Потому что на сцене в это время лежали два «трупа» и тряслись от смеха! Естественно, никуда уползти они не могли. Вышел Ситко – у него слезы по лицу – и обратился к залу:
– Товарищи, подождите немножко, сейчас мы отсмеемся.
Все хором поржали немножечко, и наконец из зала раздался жалобный голос Попова, главного режиссера и постановщика спектакля:
– Ну что, теперь можно?
Ситко сказал:
– Можно.
И спектакль продолжился… Кстати, в том же театре была еще одна история. Шел спектакль про Сталинград. Играл там Макаров, знаменитый артист, красавец, он и в кино много снимался. И в финале этого спектакля Макаров лежал и, умирая, говорил:
– Перед смертью хочу испить волжской воды. На сцене – огромная массовка. Кто-то убегал и возвращался с каской, полной воды. Макаров пил, произносил слова:
– Ну вот, теперь можно и умирать.
И умирал. Так вот, однажды, когда, очевидно, в зале никто из официальных лиц не присутствовал (к тому же это был уже финал спектакля, и ничто бы не повлияло на его продолжение), актеры решили Макарова разыграть. Они приносят ему каску. Он берет, и когда подносит ее к лицу, то вдруг на долю секунды замирает, а потом так, не отрываясь, не отрываясь, выпивает все до конца. Затем протягивает каску и, сделав паузу, говорит:
– Еще!
На сцене начинается дикое ржание! Все актеры просто поползли! И я понял, в чем дело: они за кулисами влили в каску бутылку водки. А он с этой каской в руке посидел-посидел и сказал:
– Нет, не дождаться. Видно, придется умереть…

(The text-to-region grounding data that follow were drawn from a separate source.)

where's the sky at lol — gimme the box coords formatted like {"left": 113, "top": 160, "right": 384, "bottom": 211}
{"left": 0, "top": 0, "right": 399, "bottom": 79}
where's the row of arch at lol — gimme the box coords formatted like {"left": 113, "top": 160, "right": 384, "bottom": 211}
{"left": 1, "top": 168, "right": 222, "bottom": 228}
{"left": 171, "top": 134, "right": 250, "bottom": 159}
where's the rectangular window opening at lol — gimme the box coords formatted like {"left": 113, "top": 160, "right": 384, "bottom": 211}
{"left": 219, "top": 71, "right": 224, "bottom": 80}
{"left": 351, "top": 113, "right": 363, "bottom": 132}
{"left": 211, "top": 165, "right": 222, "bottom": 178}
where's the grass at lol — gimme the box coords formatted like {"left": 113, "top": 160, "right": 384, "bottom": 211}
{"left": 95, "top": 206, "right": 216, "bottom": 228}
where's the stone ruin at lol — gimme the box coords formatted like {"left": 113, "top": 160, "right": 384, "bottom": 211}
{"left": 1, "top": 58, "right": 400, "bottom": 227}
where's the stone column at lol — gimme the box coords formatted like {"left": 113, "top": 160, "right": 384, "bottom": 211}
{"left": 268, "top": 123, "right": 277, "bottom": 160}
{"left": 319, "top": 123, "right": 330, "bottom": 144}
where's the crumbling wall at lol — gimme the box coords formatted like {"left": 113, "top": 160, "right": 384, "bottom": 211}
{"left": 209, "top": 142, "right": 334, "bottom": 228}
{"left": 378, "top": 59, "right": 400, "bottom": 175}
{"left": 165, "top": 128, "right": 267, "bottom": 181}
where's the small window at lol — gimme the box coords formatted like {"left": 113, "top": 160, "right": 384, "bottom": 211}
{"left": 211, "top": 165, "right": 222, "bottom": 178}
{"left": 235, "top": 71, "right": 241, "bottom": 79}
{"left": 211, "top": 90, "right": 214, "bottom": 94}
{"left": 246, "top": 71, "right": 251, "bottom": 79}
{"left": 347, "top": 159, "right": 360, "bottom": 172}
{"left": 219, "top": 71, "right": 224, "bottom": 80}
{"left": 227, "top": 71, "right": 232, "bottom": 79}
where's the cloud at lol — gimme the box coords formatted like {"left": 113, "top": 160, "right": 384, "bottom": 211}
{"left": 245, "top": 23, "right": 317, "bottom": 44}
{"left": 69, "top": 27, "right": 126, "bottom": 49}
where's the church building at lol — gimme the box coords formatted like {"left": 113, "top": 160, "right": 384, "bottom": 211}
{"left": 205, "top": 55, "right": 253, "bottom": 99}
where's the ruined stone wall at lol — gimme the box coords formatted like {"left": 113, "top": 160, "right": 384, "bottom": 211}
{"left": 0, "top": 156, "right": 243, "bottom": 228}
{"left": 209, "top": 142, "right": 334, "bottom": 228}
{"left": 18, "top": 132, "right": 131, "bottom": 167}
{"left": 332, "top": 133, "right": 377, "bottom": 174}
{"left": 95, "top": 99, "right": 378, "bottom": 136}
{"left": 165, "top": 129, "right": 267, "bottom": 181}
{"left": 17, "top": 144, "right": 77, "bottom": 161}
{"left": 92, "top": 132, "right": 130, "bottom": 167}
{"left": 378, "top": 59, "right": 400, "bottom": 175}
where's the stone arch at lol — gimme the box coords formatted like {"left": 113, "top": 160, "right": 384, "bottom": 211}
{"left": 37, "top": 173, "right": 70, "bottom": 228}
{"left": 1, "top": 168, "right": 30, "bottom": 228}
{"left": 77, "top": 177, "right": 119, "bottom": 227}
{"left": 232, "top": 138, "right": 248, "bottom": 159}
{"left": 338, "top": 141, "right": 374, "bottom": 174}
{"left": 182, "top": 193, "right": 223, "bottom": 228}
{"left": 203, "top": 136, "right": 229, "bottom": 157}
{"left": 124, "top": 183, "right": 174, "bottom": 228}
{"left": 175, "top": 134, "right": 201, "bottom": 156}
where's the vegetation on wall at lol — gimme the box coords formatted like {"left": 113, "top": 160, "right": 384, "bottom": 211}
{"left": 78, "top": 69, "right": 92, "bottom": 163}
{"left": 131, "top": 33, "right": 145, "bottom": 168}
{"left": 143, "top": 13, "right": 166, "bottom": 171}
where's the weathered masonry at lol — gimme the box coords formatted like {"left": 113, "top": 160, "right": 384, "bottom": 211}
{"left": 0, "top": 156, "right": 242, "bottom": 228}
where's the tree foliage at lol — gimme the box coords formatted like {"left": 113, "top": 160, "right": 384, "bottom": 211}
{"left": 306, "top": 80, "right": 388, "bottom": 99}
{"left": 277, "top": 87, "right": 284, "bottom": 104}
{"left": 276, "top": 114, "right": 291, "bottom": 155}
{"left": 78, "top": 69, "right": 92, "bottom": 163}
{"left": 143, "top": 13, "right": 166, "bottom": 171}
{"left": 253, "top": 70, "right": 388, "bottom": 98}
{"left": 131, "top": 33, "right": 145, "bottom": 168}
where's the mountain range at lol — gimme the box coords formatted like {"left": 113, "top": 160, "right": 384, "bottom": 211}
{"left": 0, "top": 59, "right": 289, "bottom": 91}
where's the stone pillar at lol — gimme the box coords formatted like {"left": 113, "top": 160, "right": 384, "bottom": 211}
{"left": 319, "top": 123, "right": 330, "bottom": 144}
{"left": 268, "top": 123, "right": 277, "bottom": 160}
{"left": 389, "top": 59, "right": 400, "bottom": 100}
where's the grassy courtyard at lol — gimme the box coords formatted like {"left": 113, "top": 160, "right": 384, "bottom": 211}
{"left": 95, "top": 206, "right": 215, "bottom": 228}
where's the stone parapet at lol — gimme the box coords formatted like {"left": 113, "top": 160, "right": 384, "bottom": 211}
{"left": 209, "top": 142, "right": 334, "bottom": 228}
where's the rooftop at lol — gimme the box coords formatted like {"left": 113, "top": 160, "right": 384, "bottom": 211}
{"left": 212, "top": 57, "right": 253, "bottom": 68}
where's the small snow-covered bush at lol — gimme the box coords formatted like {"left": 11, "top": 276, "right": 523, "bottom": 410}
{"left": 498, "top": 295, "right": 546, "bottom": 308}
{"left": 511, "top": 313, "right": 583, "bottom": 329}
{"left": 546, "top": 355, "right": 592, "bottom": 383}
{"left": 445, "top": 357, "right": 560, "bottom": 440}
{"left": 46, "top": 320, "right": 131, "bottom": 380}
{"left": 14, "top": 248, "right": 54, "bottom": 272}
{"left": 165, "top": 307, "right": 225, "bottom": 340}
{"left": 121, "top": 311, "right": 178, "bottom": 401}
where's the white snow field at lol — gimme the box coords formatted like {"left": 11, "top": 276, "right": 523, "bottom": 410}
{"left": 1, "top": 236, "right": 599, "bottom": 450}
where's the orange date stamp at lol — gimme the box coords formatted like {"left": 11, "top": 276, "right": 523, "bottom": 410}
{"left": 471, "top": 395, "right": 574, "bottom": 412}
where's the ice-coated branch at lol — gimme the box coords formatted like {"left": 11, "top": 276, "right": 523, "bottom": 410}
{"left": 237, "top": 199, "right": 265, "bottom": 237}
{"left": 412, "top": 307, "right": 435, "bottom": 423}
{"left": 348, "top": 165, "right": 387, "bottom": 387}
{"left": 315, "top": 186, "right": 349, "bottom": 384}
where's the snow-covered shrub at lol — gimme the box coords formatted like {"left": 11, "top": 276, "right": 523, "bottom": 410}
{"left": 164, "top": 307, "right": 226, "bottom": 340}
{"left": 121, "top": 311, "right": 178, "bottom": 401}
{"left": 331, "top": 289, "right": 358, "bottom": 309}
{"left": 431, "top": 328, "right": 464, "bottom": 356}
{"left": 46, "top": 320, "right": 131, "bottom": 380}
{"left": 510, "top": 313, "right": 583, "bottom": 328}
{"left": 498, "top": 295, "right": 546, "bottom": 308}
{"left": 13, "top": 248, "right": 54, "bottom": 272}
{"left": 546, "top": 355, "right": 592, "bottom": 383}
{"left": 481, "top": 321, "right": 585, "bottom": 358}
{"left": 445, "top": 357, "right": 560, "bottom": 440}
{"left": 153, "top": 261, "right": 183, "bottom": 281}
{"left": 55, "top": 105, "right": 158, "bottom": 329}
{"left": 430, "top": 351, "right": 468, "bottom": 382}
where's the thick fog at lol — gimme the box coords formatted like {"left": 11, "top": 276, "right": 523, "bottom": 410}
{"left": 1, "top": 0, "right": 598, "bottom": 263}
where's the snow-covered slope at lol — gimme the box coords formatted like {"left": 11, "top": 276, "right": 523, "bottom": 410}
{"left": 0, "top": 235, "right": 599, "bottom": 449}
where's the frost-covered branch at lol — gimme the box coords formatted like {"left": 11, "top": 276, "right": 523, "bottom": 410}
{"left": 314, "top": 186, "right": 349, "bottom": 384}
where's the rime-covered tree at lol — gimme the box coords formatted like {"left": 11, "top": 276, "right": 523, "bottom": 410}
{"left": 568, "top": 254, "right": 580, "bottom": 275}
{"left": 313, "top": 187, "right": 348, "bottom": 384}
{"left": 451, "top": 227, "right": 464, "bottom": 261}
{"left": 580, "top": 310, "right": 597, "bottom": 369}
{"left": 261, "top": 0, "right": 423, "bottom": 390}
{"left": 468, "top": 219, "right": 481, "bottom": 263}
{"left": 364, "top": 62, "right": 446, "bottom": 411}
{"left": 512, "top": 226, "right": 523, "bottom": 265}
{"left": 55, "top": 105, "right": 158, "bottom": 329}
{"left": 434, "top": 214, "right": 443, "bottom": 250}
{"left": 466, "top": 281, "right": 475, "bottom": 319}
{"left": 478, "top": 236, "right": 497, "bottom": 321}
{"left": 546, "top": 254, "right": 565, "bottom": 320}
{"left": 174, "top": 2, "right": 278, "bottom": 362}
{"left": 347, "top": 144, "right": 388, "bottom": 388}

Уронил каску и упал в очень красивую позу – уже умершим командиром.
Игра на грани
Когда-то в Центральном детском театре А. Эфрос ставил пушкинского «Бориса Годунова», артист И. Воронов играл царя Бориса, а я – царевича Федора. И вот никак не получалась у нас сцена смерти Бориса Годунова и прощания его с сыном. Не получалась и все. Сцена известная. Умирающего Бориса вносят бояре, вбегает царевич. «Подите все, – говорит Борис. – Оставьте одного царевича со мной. Умираю! Обнимемся!» Царевич бросается к умирающему отцу, и тот дает ему наставления, как править государством и как вести себя: «Прощай, мой сын, сейчас ты царствовать начнешь».
Разбираем сцену. Конечно, наивно думать, что Борис просто дает наставления, скорее всего, это от страха за судьбу ребенка, который остается наследником среди бояр, перед которыми сам царь Борис часто бывал бессилен. Да еще царевна-дочь. Значит, скорее всего, это говорит отец, а не царь, и хочет он сказать как можно больше своему маленькому сыну. Нужно успеть, успеть… А она все ближе, ближе.
Все ясно, но не получается. И вот мы договорились с Вороновым встретиться до репетиции, кое-что попробовать и показать Эфросу. А договорились мы вот до чего: Иван Дмитриевич представит по-настоящему, мобилизовав всю свою фантазию, что он действительно умирает, настроится на это. А я представлю, что это умирает мой отец… Такая уж профессия, приходится подкладывать и самое страшное.
Сговорились. Пришел Эфрос. Репетировали в кабинете у Марии Осиповны Кнебель. Мы переглянулись и начали сцену.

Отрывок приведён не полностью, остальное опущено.